Scotland head coach Gregor Townsend is at the opposite end of the Six Nations experience spectrum as he faces into his second championship at the helm having lifted the Scots to third in 2018, matching their best finish since Italy joined the tournament in 2000.
He and Italy boss Conor O’Shea are the two coaches who can confidently predict they will still be in charge of their teams beyond the World Cup this autumn but the former Scotland fly-half expects those teams with different arrangements in place to be fully focused on the task at hand.
Townsend sees it in simplistic terms. “You play for your country and do as well as you can for your country.”
But he does believe first-round opponents Italy, who visit Murrayfield on Saturday evening can get some motivation from the possibility it may be the last hurrah for their talismanic skipper Sergio Parisse.
“They’ve got one of the best ever players to play in the Six Nations and maybe it could be his last Six Nations. He’s a talisman, a player that would walk into any other nation’s team. With him available they are a more dangerous team.”
No. 8 Parisse has played more Six Nations minutes, 5,141, since his 2004 debut against England, than any other player and will this weekend make a record 66th championship start to eclipse Brian O’Driscoll should he, as expected, lead the Azzurri in Edinburgh.
Sitting next to O’Shea, the fifth Italy head coach he has played under and whose contract runs to end of next year’s Six Nations, he echoed Townsend’s view that knowing a coach or player is leaving will not have a detrimental impact on the team.
“It’s really personal for every single coach. The last World Cup I played we knew before that that the coach (Jacques Brunel) was going to leave but it doesn’t change our approach. The coach shows he’s still involved even if he knows he’s going to change job after the tournament and leave the national team.”
Whether Eddie Jones remains in charge of the England team beyond this upcoming World Cup is less certain, despite the two-year RFU contract he signed a year ago through to 2020. Yet the Australian who led the Red Rose to a Grand Slam in 2016 and successful championship defence in 2017 said his future or that of any of the other coaches would have no impact on their players’ mindsets.
“I don’t think so. All the teams are focused on training well and how they can be at their best for the first game,” Jones said. “No-one is thinking about ‘this is going to be his last game, what are we going to do special for him’.
“We’re talking about the most highly motivated, most professional players in Europe playing for their countries. They don’t need special things to want to be better.

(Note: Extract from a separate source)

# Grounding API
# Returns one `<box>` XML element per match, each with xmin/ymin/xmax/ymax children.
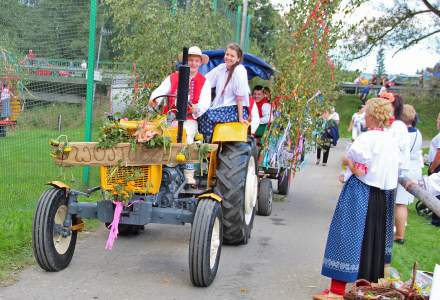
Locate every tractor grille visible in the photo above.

“There’s a sign out there saying it’s the greatest tournament in the world. Four years ago I wouldn’t have said that but having been involved in it there’s nothing like this tournament. The intensity, the contest, how much it means to people, it’s a real honour to be involved in it.”
If that sounded wistful and hinted at an early exit, Jones quickly snapped out of the moment, adding: “I might be in it for another 10 years, who knows? I don’t know what I’m going to do. That’s not a concern for me or the team.”